RFA Talk > friendship and loneliness

a couple of weeks ago on the Saturday RFA meeting from Atlanta, we read the story "Freedom from Bondage" (p. 544 in the 4th edition of the Big Book). In that story is the "resentment prayer" - you will be freed from resentment if you pray for the person to receive everything that you want for yourself.
I've been reading another piece of literature that says "A friendship requires that a person wishes another the good he wishes for himself."
So that prayer can help me turn enemies into friends.

Before recovery, I was tormented by the isolation of my disease. Once I was able to admit I needed help, I found RFA and over time, my perception of the world has changed.

Recently, I've become aware of a loneliness in recovery. But there has been some confusion for me. The Big Book says my real reliance is always upon God.
But God isn't here to take my food report and talk to me when I am struggling.
So, what to do??
Just to remember that my real reliance IS on God. It's okay for me to find in people and places a temporary home. It's what I'm meant to do. And to realize that home is only temporary - people and places (and sugar, flour and wheat) are not God.

So much of my time was (and often still is) spent trying to find a permanent home in something that is not God. These past few weeks have been all about recognizing my subtle resistance to God, mostly in the desire to be independent and not need help. But my food addiction is evidence of the fact that I need help! I've opened myself to receive it here in RFA. I can trust that it will be safe to receive help in other areas.

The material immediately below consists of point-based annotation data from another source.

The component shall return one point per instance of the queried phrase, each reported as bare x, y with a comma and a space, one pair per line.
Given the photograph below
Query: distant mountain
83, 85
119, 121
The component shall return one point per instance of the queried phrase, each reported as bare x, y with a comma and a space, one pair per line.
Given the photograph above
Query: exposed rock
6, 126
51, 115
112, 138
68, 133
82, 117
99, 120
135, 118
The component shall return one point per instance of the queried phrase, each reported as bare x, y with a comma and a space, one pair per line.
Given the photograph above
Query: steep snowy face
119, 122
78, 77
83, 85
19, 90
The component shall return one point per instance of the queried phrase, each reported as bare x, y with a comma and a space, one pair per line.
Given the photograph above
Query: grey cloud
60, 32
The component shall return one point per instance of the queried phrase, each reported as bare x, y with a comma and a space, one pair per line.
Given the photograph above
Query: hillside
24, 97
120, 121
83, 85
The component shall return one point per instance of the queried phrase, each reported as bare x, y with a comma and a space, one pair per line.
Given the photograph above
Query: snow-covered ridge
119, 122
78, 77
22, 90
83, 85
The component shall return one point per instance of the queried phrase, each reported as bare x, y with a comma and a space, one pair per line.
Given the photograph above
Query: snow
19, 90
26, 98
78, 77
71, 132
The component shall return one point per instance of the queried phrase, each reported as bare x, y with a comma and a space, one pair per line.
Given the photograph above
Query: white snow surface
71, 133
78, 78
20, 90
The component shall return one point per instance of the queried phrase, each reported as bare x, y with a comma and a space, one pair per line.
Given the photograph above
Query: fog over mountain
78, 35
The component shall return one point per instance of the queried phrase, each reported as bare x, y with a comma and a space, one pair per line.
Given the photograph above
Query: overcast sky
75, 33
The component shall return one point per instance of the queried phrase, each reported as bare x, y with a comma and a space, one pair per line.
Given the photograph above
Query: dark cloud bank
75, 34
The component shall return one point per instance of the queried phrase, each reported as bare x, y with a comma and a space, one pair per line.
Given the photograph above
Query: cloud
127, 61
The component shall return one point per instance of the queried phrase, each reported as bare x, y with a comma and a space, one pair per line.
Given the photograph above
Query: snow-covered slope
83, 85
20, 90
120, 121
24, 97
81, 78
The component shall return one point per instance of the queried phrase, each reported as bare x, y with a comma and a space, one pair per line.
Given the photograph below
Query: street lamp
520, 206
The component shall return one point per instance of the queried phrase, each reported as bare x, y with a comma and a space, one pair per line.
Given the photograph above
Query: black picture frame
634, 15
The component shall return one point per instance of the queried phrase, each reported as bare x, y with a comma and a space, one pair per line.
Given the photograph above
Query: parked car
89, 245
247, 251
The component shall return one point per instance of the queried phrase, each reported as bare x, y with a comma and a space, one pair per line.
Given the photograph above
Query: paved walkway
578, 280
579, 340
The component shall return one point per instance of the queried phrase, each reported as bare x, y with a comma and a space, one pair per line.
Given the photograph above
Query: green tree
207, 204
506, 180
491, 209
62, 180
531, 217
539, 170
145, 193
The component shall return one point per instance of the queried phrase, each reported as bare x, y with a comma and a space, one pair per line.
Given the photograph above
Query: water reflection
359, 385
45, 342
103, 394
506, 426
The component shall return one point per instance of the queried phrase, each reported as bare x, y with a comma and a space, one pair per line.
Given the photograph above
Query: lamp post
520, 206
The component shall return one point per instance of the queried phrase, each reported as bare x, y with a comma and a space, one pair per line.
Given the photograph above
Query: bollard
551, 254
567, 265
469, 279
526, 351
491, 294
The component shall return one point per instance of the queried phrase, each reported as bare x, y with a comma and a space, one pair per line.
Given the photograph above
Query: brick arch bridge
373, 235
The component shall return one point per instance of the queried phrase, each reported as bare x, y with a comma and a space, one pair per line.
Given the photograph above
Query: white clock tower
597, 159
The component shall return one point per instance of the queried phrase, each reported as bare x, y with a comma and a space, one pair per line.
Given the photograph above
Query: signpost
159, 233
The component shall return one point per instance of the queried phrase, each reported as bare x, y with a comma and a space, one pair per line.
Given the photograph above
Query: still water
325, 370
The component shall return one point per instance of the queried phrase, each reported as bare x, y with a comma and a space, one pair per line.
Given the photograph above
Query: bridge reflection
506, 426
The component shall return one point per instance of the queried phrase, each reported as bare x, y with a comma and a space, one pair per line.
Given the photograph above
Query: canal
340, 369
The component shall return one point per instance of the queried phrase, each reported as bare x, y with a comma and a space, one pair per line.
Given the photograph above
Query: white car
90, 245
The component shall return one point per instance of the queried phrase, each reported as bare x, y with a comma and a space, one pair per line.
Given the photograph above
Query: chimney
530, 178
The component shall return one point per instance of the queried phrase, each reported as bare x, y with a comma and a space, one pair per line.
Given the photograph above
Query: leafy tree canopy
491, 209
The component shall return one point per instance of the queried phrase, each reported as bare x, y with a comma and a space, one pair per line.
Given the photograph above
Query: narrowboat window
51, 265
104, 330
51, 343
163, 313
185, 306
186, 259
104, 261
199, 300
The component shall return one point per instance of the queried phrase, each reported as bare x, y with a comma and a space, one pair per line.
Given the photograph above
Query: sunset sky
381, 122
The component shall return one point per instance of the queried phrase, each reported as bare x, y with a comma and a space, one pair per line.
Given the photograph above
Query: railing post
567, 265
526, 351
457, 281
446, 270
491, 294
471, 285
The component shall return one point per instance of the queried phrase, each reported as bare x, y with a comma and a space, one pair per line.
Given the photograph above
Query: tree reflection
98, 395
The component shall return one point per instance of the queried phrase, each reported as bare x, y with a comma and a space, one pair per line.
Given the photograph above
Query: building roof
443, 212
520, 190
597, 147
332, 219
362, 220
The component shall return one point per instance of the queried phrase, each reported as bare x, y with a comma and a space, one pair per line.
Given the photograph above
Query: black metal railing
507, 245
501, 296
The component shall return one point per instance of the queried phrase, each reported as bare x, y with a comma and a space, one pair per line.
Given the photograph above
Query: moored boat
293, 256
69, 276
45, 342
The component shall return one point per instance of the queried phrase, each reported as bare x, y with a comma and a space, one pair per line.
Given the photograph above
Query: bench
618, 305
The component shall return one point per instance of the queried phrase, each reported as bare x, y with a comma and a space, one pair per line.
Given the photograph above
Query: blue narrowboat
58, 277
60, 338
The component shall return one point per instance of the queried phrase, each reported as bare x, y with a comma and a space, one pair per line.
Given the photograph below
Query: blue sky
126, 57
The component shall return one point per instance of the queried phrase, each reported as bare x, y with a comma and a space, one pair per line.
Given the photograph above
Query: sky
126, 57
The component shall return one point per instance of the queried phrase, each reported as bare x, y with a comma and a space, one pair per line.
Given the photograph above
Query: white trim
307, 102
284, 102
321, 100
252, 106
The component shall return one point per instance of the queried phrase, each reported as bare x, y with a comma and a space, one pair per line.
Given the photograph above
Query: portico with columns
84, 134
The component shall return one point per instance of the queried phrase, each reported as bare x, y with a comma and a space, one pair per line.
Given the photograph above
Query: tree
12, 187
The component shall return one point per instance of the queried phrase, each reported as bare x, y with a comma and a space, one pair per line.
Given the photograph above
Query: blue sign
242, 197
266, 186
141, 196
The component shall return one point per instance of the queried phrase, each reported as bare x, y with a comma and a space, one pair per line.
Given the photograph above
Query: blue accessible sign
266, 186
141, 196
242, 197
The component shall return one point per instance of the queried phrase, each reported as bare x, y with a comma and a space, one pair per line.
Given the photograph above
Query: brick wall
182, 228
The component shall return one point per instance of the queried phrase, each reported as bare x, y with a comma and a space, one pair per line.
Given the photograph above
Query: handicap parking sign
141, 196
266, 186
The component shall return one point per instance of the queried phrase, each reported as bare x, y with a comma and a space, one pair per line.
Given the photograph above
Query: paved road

My spiritual life must continue to enlarge if I hope to stay abstinent and life a life of sane and happy usefulness. God is safe. I'm glad I have you friends to walk along beside me and remind me of these things when I forget. We're in this together.

September 11, 2014 | Unregistered CommenterKasey in ATL

Kasey,
Thanks, you shared what I needed to hear and it meant so much to me. Thank you so much.

September 11, 2014 | Unregistered CommenterSandi W.